Since the sample size is large (80 passengers) and we are given the standard deviation of the population (6 lbs), we can use the z-distribution and the formula for confidence intervals.
The formula for a confidence interval of a population mean is given by:
CI = X̄ ± z * (σ / √n)
Where:
CI = Confidence interval
X̄ = Sample mean
z = Z-score corresponding to the desired level of confidence
σ = Population standard deviation
n = Sample size
In this case:
X̄ = 35 lbs (mean weight of luggage)
z = Z-score corresponding to a 95% confidence level, which is approximately 1.96 (look it up in a Z-table)

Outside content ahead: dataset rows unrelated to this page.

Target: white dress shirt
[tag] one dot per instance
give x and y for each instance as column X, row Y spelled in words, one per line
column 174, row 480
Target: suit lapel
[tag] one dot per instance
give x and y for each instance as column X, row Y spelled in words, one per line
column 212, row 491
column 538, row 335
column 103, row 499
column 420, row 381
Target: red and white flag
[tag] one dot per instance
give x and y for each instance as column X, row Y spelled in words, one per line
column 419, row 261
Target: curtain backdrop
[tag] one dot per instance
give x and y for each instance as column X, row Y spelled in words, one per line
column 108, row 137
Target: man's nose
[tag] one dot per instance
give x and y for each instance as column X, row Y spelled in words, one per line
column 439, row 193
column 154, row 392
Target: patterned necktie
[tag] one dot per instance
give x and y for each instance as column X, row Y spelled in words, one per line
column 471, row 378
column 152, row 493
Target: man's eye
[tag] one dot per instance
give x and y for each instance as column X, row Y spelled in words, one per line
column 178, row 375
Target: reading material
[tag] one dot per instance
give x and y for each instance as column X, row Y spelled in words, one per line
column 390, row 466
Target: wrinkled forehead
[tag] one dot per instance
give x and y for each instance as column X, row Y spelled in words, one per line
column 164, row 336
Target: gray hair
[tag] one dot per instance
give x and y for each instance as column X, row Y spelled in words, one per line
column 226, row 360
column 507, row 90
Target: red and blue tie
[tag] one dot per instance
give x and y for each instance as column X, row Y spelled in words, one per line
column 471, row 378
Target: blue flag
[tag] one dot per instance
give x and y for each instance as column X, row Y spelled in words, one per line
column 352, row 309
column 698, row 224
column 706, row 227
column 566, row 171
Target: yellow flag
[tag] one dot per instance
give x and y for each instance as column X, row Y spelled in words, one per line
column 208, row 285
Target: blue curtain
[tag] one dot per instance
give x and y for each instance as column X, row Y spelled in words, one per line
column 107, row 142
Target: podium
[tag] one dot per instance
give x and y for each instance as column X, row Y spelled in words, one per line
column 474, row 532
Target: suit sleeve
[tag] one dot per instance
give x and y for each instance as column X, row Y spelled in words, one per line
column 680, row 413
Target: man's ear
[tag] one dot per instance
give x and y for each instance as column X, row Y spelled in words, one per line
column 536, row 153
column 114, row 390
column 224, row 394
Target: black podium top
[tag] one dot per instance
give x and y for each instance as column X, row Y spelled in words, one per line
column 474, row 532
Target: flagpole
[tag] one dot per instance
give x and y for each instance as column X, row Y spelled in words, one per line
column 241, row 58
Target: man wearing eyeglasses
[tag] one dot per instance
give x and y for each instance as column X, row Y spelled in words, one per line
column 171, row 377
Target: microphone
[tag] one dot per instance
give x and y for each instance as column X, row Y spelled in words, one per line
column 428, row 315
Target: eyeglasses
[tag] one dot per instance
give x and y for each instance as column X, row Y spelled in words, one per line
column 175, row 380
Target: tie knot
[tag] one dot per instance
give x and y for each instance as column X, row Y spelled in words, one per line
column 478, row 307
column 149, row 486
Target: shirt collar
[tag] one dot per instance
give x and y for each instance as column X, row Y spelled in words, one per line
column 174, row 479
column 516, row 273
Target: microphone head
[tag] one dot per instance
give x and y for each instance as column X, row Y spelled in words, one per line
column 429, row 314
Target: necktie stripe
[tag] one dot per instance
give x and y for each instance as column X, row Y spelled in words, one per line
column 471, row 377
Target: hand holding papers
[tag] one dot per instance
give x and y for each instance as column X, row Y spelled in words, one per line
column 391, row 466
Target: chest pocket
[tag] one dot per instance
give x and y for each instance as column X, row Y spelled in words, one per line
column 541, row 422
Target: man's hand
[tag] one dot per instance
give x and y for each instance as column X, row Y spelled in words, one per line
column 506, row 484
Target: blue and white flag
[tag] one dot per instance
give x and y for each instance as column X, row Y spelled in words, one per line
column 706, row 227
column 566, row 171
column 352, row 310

σ = 6 lbs (standard deviation of luggage weight)
n = 80 (number of passengers)
Plugging the values into the formula, we get:
CI = 35 ± 1.96 * (6 / √80)
Calculating this expression, we find:
CI ≈ 35 ± 1.96 * 0.6708
CI ≈ 35 ± 1.3156
Therefore, the range within which the average weight of luggage for 80 passengers would fall with 95% certainty is approximately:
(35 - 1.3156) lbs to (35 + 1.3156) lbs
This simplifies to approximately:
33.6844 lbs to 36.3156 lbs
So, with 95% certainty, the average weight of the luggage for 80 passengers would fall within the range of 33.6844 lbs to 36.3156 lbs.